Much of the hit comes from what economists call “occupational downgrading,” in which displaced employees are pushed into lower-paying, less-skilled roles as the worth of their earlier expertise erodes.
Artificial intelligence is already wiping out roughly 16,000 internet jobs per month in the US, with youthful employees bearing the brunt of the losses, according to separate Goldman Sachs research.
The bank’s economists estimate that AI-driven automation eradicated about 25,000 jobs each month over the past 12 months, while only about 9,000 had been added back through productiveness positive factors and new roles.
The impression has been hardest for Gen Z and entry-level employees, who are disproportionately concentrated in routine white-collar and administrative roles such as data entry, customer support, legal assist and billing — jobs AI is best at automating.
A new Goldman Sachs report warns that employees displaced by technology could wrestle to recuperate financially for years. bongkarn – stock.adobe.com
In occupations most uncovered to AI substitution, the unemployment hole between entry-level employees under 30 and skilled employees ages 31 to 50 has widened sharply, with workers in more AI-exposed roles seeing wage gaps widen by about 3.3 proportion factors, according to Goldman’s new analysis.
The downside for Gen Z is that AI-driven job destruction is hitting entry-level roles — ones they’re most probably to maintain — before other areas of the workforce. New alternatives could take longer to materialize and require different expertise.
Not everyone seems to be satisfied the injury will last eternally.
“No, I do not think they’re permanent,” Marcus Mossberger, a chief market strategy officer, told The Post.
“Technology, generally speaking, does create more jobs than it destroys — but those are different jobs.”

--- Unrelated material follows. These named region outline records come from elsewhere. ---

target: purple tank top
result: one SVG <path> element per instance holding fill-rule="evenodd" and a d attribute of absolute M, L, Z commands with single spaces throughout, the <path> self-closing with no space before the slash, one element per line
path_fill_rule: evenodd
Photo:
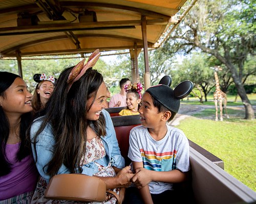
<path fill-rule="evenodd" d="M 35 190 L 38 172 L 32 155 L 17 161 L 16 156 L 19 143 L 6 145 L 6 156 L 12 164 L 11 172 L 0 176 L 0 200 Z"/>

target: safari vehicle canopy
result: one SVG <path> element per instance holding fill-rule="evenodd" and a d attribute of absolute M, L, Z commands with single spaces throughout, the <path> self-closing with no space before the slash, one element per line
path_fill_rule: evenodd
<path fill-rule="evenodd" d="M 147 49 L 158 47 L 196 0 L 0 1 L 0 57 L 129 49 L 133 81 L 143 48 L 144 86 L 150 86 Z M 177 15 L 180 10 L 182 15 Z"/>

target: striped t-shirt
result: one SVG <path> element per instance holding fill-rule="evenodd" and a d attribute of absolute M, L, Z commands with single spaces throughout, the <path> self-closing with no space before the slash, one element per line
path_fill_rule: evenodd
<path fill-rule="evenodd" d="M 134 162 L 143 162 L 144 168 L 154 171 L 167 171 L 189 170 L 189 146 L 187 138 L 181 130 L 167 125 L 164 137 L 156 141 L 147 129 L 142 125 L 133 128 L 130 133 L 128 157 Z M 153 181 L 148 186 L 151 193 L 159 194 L 172 190 L 172 184 Z"/>

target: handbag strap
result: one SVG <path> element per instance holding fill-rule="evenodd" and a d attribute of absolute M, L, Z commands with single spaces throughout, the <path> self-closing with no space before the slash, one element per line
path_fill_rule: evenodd
<path fill-rule="evenodd" d="M 120 197 L 119 197 L 119 195 L 116 193 L 115 192 L 114 192 L 113 191 L 109 191 L 109 190 L 107 190 L 106 191 L 106 193 L 108 194 L 108 193 L 109 194 L 110 194 L 112 195 L 113 195 L 114 196 L 115 196 L 116 198 L 116 199 L 117 200 L 117 203 L 120 203 Z M 109 199 L 109 197 L 108 196 L 106 196 L 106 200 Z"/>

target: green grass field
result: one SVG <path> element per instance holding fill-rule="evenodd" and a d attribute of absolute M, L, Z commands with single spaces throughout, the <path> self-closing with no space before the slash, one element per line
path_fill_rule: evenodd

AI is more and more taking over routine, administrative duties — leaving many employees scrambling to adapt. ihorvsn – stock.adobe.com
He pointed to a shift in the kinds of work being executed, with artificial intelligence more and more taking over repetitive, administrative and data-heavy duties — while leaving more complicated, human-driven duties intact.
That means jobs aren’t essentially disappearing altogether, but being reshaped — forcing employees to either adapt to new roles or risk being pushed into lower-paying work if their present expertise change into out of date.
“I would suggest to you that 100% of jobs will be impacted by AI … not destroyed,” Mossberger told The Post.
“So far… they haven’t been able to find even one job that was one hundred percent destroyed by AI.”
“We have to be constantly retraining,” he continued.
“We have to completely change our mindset and recognize we have to be constantly learning.”